Michigan State at No. 7 Penn State (Saturday, 3:30 p.m. ET, ESPN):
Rare do both Michigan and Ohio State support the same cause, but they’ll be rooting for the Spartans to pull the upset on Saturday to knock Penn State out of the Big Ten race. This isn’t a game that bodes very well for the Nittany Lions either. Like Clemson last year (though nowhere near as talented), Penn State is suffering from constant underestimation by pundits and opponents. It felt like Ohio State was coasting during the teams’ game in State College, but Penn State returned a blocked field goal for a TD and sacked J.T. Barrett about 20 times on the final two possessions. The Nittany Lions’ defensive line is its strong suit, but quarterback Trace McSorley will need to complete some long early throws to keep Michigan State from keying on star running back Saquon Barkley. It’s an intriguing one, especially after the Spartans’ near-miss against Ohio State.
Let’s hope Mark Dantonio is prepared. It sure sounds like he’s been studying.

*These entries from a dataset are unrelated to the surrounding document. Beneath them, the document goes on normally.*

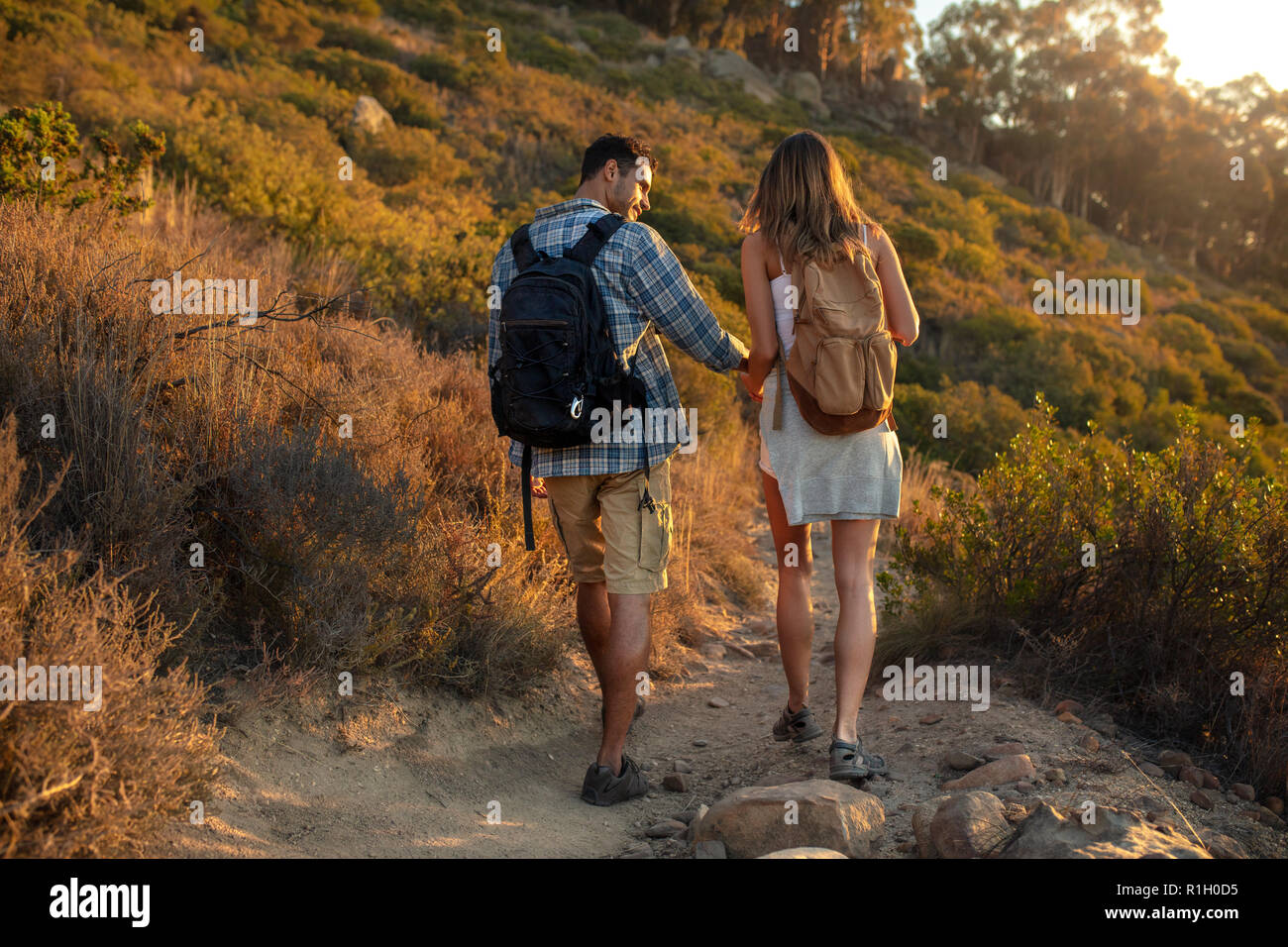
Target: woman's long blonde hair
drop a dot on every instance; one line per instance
(804, 204)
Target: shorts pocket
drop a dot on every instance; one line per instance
(655, 535)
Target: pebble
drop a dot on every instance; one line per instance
(677, 783)
(666, 828)
(962, 761)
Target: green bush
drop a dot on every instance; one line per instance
(1184, 589)
(915, 243)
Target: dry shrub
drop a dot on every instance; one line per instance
(321, 549)
(76, 783)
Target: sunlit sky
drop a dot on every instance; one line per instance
(1215, 42)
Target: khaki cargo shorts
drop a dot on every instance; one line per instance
(631, 548)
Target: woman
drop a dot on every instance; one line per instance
(804, 210)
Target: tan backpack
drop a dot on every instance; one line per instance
(842, 361)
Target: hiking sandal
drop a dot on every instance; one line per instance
(797, 727)
(604, 788)
(846, 762)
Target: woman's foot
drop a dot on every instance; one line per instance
(797, 727)
(846, 762)
(850, 757)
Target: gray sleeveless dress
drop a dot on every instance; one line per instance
(824, 475)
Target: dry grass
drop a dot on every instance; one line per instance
(322, 552)
(76, 783)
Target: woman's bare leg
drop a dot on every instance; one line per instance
(795, 611)
(854, 543)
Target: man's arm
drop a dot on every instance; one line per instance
(665, 294)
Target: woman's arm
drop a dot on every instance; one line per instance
(901, 311)
(760, 313)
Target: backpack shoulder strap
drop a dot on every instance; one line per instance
(520, 245)
(597, 234)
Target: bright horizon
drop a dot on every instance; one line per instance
(1245, 38)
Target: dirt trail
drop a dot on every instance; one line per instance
(399, 775)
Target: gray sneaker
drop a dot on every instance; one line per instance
(603, 788)
(797, 727)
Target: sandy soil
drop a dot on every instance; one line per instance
(403, 775)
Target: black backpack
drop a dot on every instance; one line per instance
(557, 360)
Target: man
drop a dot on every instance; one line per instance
(617, 543)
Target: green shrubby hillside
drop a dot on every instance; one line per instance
(261, 119)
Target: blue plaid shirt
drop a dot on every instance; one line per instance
(643, 285)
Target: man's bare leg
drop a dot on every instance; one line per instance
(621, 657)
(593, 620)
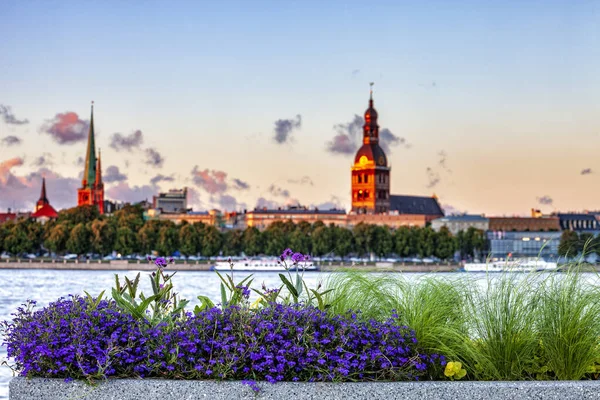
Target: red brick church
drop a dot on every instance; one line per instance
(92, 187)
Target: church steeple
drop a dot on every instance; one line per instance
(370, 128)
(89, 174)
(98, 181)
(43, 198)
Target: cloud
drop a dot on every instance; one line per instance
(21, 192)
(279, 192)
(227, 202)
(305, 180)
(112, 174)
(285, 127)
(212, 181)
(545, 200)
(9, 118)
(161, 178)
(131, 194)
(66, 128)
(349, 135)
(433, 178)
(128, 143)
(451, 210)
(240, 184)
(10, 141)
(153, 158)
(45, 160)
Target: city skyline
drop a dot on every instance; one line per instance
(493, 109)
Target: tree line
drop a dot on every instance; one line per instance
(81, 230)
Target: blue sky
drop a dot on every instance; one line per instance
(495, 107)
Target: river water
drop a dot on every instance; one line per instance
(45, 286)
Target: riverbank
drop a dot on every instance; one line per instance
(149, 389)
(125, 265)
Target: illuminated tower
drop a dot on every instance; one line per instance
(92, 187)
(370, 172)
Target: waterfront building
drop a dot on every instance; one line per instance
(579, 222)
(372, 202)
(523, 224)
(174, 201)
(43, 209)
(457, 223)
(263, 217)
(505, 245)
(92, 187)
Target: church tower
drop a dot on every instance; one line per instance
(370, 172)
(92, 187)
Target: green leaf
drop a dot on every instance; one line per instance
(223, 296)
(289, 286)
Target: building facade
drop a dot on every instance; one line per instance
(370, 172)
(92, 187)
(457, 223)
(43, 210)
(174, 201)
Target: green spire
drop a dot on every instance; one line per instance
(89, 175)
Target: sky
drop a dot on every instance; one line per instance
(492, 106)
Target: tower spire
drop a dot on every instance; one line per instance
(89, 174)
(99, 170)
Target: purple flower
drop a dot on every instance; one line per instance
(160, 262)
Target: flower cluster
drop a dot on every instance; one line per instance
(73, 339)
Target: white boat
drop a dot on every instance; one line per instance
(262, 265)
(518, 265)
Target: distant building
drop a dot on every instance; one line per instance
(522, 224)
(372, 202)
(510, 245)
(13, 216)
(262, 218)
(43, 210)
(174, 201)
(92, 187)
(579, 222)
(457, 223)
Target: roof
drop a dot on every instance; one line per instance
(418, 205)
(464, 218)
(45, 211)
(298, 211)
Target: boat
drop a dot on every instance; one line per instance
(518, 265)
(262, 265)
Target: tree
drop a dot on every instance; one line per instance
(211, 241)
(56, 238)
(402, 241)
(323, 240)
(344, 242)
(383, 243)
(445, 244)
(426, 242)
(79, 215)
(300, 240)
(79, 241)
(168, 239)
(252, 241)
(126, 242)
(232, 242)
(569, 244)
(103, 235)
(189, 240)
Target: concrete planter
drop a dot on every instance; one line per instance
(155, 389)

No. 13 Auburn at No. 1 Alabama (Saturday, 3:30 p.m. ET, CBS): This one is an annual must-see, but the key will be if a hobbled Kamryn Pettway can effectively run against Alabama’s legion of football robots. Leonard Fournette wasn’t able to solve the Tide’s frightening defensive interior, so it’s hard to fathom that Pettway will. That said, Auburn’s offensive line has been strong in the second half of the season, and Pettway is the kind of bruising back that might give the Tide trouble. I said might give them trouble.
No. 22 Utah at No. 9 Colorado (Saturday, 7:30 p.m. ET, FOX; watch live on FOX Sports Go): It’s a forced rivalry that came from the Pac-10’s expansion into the Pac-12, but this game has a ton of Pac-12 title implications. Colorado secures the Pac-12 South with a win, USC gets it if Colorado loses. Angry teams with little to play for are dangerous teams, and Utah is probably steaming after Oregon ended the Utes’ conference title hopes last weekend. Not bad fodder for a (new) rivalry game, right?
No. 15 Florida at No. 14 Florida State (Saturday, 8 p.m. ET, ABC): The Florida defense may still be having nightmares after Dalvin Cook gashed it for 183 rushing yards and two touchdowns last year. Cook is coming off of a splendid 225-yard, four-touchdown performance against Syracuse last week, while the Gators are likely vibing after their goal-line stand to beat LSU last week. Only pride is on the line in this one (Florida clinched the SEC East and Florida State can’t win the ACC Coastal), but head coach Jim McElwain probably wants to flash his pearly whites in the postgame again after bringing the Florida Cup back to Gainesville for the first time since 2012.